# Skim coat or start fresh



## DaveR (Dec 27, 2021)

Newbie here… i’m a novice drywaller, and doing a bathroom renovation. Drywall had paneling glued to it. I’ve done some skim coating in the past, but wondering if it might be easier just to tear out and hang new drywall, versus scraping the glue, priming and skimming. Thoughts?


----------



## hendrix417 (Aug 9, 2018)

how about 1/4" board over existing..


----------



## DaveR (Dec 27, 2021)

hendrix417 said:


> how about 1/4" board over existing..


Good idea.
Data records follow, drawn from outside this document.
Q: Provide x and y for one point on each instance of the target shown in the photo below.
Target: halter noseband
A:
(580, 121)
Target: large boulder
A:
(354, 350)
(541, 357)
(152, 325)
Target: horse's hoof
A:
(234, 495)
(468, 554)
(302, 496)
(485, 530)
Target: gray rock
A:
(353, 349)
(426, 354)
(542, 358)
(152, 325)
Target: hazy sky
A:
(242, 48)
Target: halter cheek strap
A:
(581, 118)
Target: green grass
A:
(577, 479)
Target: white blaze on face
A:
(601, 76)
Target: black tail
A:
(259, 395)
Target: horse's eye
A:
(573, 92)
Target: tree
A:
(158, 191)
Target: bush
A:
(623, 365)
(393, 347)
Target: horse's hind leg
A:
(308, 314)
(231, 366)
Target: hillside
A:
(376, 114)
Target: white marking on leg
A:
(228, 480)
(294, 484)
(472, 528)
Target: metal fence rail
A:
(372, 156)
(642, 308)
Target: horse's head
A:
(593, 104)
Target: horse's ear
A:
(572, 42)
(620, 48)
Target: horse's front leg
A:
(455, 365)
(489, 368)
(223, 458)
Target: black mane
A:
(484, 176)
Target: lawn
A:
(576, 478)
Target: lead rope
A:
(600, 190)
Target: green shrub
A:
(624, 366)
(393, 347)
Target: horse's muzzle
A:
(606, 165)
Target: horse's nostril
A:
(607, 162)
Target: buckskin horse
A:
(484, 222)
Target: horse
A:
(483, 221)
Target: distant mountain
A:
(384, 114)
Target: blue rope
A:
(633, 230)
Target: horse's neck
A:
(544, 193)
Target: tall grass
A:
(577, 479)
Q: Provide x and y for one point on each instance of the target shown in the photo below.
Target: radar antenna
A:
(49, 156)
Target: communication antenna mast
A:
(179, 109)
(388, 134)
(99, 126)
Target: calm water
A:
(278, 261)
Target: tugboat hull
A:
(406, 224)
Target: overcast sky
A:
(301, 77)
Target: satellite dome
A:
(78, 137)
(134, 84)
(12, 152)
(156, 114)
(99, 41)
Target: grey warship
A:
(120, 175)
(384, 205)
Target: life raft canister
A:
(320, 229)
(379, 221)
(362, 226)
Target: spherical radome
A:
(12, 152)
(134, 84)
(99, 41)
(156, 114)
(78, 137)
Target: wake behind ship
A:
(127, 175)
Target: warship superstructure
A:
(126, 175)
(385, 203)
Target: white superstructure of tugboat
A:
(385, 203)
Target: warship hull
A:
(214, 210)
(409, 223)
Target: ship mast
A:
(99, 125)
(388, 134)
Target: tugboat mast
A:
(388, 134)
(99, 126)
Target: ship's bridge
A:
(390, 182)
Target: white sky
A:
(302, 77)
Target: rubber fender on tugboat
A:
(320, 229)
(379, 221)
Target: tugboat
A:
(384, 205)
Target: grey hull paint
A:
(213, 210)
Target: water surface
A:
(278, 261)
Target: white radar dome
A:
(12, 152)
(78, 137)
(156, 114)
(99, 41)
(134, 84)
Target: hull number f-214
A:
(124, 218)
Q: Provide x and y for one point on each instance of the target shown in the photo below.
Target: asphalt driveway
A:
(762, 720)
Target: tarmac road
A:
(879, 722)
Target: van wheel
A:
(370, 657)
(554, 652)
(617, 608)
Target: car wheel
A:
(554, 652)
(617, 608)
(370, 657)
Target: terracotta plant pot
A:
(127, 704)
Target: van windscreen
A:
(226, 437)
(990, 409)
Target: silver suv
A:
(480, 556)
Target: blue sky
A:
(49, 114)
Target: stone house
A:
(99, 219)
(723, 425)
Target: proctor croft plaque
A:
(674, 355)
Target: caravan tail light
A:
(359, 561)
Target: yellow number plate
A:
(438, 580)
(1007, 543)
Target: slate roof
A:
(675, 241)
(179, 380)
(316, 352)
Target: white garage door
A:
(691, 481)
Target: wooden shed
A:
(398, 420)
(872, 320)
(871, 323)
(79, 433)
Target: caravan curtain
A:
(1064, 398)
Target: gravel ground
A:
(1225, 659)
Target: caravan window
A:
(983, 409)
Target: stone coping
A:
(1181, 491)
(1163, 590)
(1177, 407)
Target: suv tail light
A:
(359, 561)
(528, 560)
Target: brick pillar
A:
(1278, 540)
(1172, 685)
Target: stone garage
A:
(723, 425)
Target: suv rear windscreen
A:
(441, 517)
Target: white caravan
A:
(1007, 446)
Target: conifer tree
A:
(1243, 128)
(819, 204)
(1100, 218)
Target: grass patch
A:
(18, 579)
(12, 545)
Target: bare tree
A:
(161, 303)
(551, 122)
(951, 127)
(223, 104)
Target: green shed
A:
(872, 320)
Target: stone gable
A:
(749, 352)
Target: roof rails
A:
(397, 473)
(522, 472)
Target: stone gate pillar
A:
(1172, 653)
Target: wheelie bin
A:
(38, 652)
Guessing I’d still need to scrape off a the glue splotches first?


----------



## hendrix417 (Aug 9, 2018)

that bathroom is huge! looks commercial? could you get away with 1/2" board? if so, then laminate over with 1-5/8" screws. too much work to skim that nightmare. and yes, scrape off glue.


----------



## Tonydif (May 8, 2021)

In a bathroom, tear.it out.

Another room I'd say go overtop with another layer.

Can't repair that.


----------



## Mjaw (Nov 24, 2020)

Scrape the glue off coat with 1/4 or 3/8 sheets, make sure added material works fixtures depth.


----------



## Shelwyn (Apr 10, 2015)

Bathroom reno you should rip it all out. Any mold or bad smells wont go away with just a little bit of mud on top. 

Unless there's a financial limitation you should go all the way.


----------



## Muddobber (Jan 14, 2022)

Definitely gut and start over….


----------